The debate took an odd turn, when Rep. Heather Scott, R-Blanchard, began reading explicit sections of the state’s obscenity law aloud. Rep. Brent Crane interrupted Scott and suggested having the House’s student pages removed from the chamber. “They’re not elected officials and they don’t have to listen to this,” said Crane, R-Nampa.
Ultimately, the vote was lopsided. The resolution passed on a 56-7 vote, with all dissenting votes from Democrats.
“It’s a false narrative to suggest that obscene materials are all over our libraries,” said Rep. James Ruchti, D-Pocatello, one of the opponents.
The measure is technically a House resolution, so it will not go to the Senate for a vote.
Funding for literacy programs, Empowering Parents grants head to Little’s desk
The Senate quickly sent two high-profile education budget bills to Little’s desk Friday afternoon, approving an extra $46 million for literacy programs and $50 million for family education grants.
House Bill 788, the “children’s programs” budget containing the literacy funding, and HB 809, containing federal money for the Empowering Parents grant program, both passed without debate and only two or three dissenting votes.
Little initially proposed both the literacy funding — an attempt to expand full-day kindergarten programs throughout the state — and the Empowering Parents grants. He’s expected to sign both budget bills into law.
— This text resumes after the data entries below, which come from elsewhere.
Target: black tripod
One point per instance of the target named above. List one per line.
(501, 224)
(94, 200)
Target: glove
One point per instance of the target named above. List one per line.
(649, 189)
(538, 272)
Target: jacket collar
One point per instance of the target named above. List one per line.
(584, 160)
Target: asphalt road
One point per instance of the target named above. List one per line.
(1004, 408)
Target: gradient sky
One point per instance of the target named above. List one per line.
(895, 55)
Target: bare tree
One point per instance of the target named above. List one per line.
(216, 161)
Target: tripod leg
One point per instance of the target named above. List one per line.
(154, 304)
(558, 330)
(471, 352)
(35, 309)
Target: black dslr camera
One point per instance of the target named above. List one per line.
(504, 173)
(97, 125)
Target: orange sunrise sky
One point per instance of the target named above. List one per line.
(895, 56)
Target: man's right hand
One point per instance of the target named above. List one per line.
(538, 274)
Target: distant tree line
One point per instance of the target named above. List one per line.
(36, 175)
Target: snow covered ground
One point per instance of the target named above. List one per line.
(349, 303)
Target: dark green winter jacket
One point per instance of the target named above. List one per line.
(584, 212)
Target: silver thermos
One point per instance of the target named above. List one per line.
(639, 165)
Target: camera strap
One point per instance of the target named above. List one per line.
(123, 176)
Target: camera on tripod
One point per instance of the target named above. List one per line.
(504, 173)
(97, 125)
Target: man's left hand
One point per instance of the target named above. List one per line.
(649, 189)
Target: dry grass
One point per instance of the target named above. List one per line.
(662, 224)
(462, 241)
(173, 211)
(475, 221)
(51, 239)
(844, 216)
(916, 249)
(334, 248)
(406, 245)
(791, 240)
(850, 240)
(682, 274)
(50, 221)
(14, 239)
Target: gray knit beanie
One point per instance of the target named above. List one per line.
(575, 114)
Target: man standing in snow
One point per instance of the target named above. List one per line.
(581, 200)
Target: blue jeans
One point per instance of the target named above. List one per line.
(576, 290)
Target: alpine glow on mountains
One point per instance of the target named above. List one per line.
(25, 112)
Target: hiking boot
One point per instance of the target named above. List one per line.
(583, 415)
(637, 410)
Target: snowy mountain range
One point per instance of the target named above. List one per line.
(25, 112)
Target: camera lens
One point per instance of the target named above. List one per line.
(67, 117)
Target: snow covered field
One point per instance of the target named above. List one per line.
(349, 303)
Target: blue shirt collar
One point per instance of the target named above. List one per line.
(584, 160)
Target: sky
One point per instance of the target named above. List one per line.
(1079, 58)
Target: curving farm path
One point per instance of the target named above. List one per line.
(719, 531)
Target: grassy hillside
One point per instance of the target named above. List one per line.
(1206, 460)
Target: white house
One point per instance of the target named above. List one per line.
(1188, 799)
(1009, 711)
The children’s programs budget was the last of seven K-12 budgets that needed to pass the Legislature before lawmakers can adjourn for the year. That budget, and the State Board of Education budget containing the Empowering Parents money, passed the House Thursday.
The Senate passed a previous version of the State Board budget, but had to approve HB 809, after the House killed the original budget bill, calling for more money to administer the program. HB 809 includes those funds, so all of the $50 million will go toward grants for families.
Families will be able to spend up to $1,000 per student and $3,000 per student on education-related costs, ranging from speech therapy to laptop purchases.
The literacy funding in the “children’s programs” budget will boost annual state spending on K-3 literacy to $72 million. That money will be steered by a bill that already passed the Legislature, changing how funds are divided up between schools to award more money to schools whose students progress on the Idaho Reading Indicator, a standardized test for literacy.
Little is expected to sign off on the literacy funding change, too.
House finishes its budget work
Hours later and well past 10 p.m., the House passed a bill funding summer reading and STEM programs. Senate Bill 1403, also puts federal coronavirus aid toward upgrading ISEE, the state’s system for collecting student enrollment, attendance and achievement data.
A slice of the $30.1 million bottom line would help cover development of a dyslexia handbook for educators, which is being worked on now and will be one of several dyslexia supports passed into law by the Legislature earlier this session.
Unlike the contentious library commission budget, passed just before it, SB 1403 drew no debate in the House. It’s unclear why the chamber put off voting on it for so long, but the bill does include $1.3 million for the Idaho Libraries Commission — the target of representatives’ 14-plus hour battle Friday.
Passed 44-16, with only Republican opposition, SB 1403 heads to Little’s desk.